Tensor network methods for the Gross-Pitaevskii equation on fine grids

TL;DR

This paper demonstrates how tensor network methods can efficiently simulate the Gross-Pitaevskii equation on large grids, enabling detailed analysis of complex cold atomic gas dynamics that are difficult for traditional numerical methods.

Contribution

It introduces tensor network techniques, including matrix product operators, for simulating the Gross-Pitaevskii equation on fine grids, improving computational feasibility for turbulent and short-range interaction phenomena.

Findings

Tensor networks enable large-scale simulations of the Gross-Pitaevskii equation.

Spectral methods with tensor networks improve equilibrium and dynamic state calculations.

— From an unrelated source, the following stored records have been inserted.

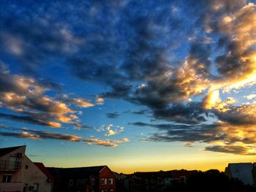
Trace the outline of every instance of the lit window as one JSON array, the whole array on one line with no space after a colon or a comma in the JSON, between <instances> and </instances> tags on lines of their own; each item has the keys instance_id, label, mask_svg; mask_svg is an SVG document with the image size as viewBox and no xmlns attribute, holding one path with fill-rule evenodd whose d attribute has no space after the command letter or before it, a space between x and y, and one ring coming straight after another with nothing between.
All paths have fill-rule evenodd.
<instances>
[{"instance_id":1,"label":"lit window","mask_svg":"<svg viewBox=\"0 0 256 192\"><path fill-rule=\"evenodd\" d=\"M38 191L39 183L34 183L33 191Z\"/></svg>"},{"instance_id":2,"label":"lit window","mask_svg":"<svg viewBox=\"0 0 256 192\"><path fill-rule=\"evenodd\" d=\"M81 180L78 180L78 186L80 185L80 183L81 183Z\"/></svg>"},{"instance_id":3,"label":"lit window","mask_svg":"<svg viewBox=\"0 0 256 192\"><path fill-rule=\"evenodd\" d=\"M12 175L4 175L3 183L10 183L12 181Z\"/></svg>"}]
</instances>

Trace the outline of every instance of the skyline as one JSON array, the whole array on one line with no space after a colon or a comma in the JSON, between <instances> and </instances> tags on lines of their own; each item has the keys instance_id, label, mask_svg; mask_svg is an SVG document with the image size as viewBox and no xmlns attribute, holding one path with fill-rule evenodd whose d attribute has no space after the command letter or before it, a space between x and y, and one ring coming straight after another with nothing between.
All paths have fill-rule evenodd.
<instances>
[{"instance_id":1,"label":"skyline","mask_svg":"<svg viewBox=\"0 0 256 192\"><path fill-rule=\"evenodd\" d=\"M125 173L255 161L255 5L3 1L1 147Z\"/></svg>"}]
</instances>

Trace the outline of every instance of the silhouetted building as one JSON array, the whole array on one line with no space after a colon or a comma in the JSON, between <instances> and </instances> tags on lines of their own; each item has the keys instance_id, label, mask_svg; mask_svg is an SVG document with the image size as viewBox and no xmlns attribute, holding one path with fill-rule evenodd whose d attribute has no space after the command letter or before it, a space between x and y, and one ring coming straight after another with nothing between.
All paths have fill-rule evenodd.
<instances>
[{"instance_id":1,"label":"silhouetted building","mask_svg":"<svg viewBox=\"0 0 256 192\"><path fill-rule=\"evenodd\" d=\"M116 177L118 178L118 183L123 183L122 186L125 191L161 192L171 186L174 183L186 183L187 177L195 173L197 173L197 171L182 169L135 172L124 176L116 174Z\"/></svg>"},{"instance_id":2,"label":"silhouetted building","mask_svg":"<svg viewBox=\"0 0 256 192\"><path fill-rule=\"evenodd\" d=\"M230 178L236 178L245 185L253 185L255 183L252 171L255 166L255 164L252 163L229 164L225 172Z\"/></svg>"},{"instance_id":3,"label":"silhouetted building","mask_svg":"<svg viewBox=\"0 0 256 192\"><path fill-rule=\"evenodd\" d=\"M116 192L116 178L107 166L47 169L53 192Z\"/></svg>"},{"instance_id":4,"label":"silhouetted building","mask_svg":"<svg viewBox=\"0 0 256 192\"><path fill-rule=\"evenodd\" d=\"M25 151L26 146L0 148L0 191L50 192L50 173L43 164L33 163Z\"/></svg>"},{"instance_id":5,"label":"silhouetted building","mask_svg":"<svg viewBox=\"0 0 256 192\"><path fill-rule=\"evenodd\" d=\"M197 173L197 170L191 170L188 171L186 169L181 169L181 170L173 170L171 171L173 174L173 181L178 181L178 182L187 182L187 179L188 177L189 177L192 174L195 174Z\"/></svg>"}]
</instances>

Efficient simulation of vortex formation and non-equilibrium dynamics in cold gases.

Abstract

The Gross-Pitaevskii equation and its generalisations to dissipative and dipolar gases have been very useful in describing dynamics of cold atomic gases, as well as polaritons and other nonlinear systems. For some of these applications the numerically accessible grid spacing can become a limiting factor, especially in describing turbulent dynamics and short-range effects of dipole-dipole interactions. We explore the application of tensor networks to these systems, where (in analogy to related work in fluid and plasma dynamics), they allow for physically motivated data compression that makes simulations possible on large spatial grids which would be unfeasible with direct numerical simulations. Analysing different non-equilibrium cases involving vortex formation, we find that these methods are particularly efficient, especially in combination with a matrix product operator representation of the quantum Fourier transform, which enables a spectral approach to calculation of both equilibrium states and time-dependent dynamics. The efficiency of these methods has interesting physical implications for the structure in the states that are generated by these dynamics, and provides a path to describe cold gas experiments that are challenging for existing methods.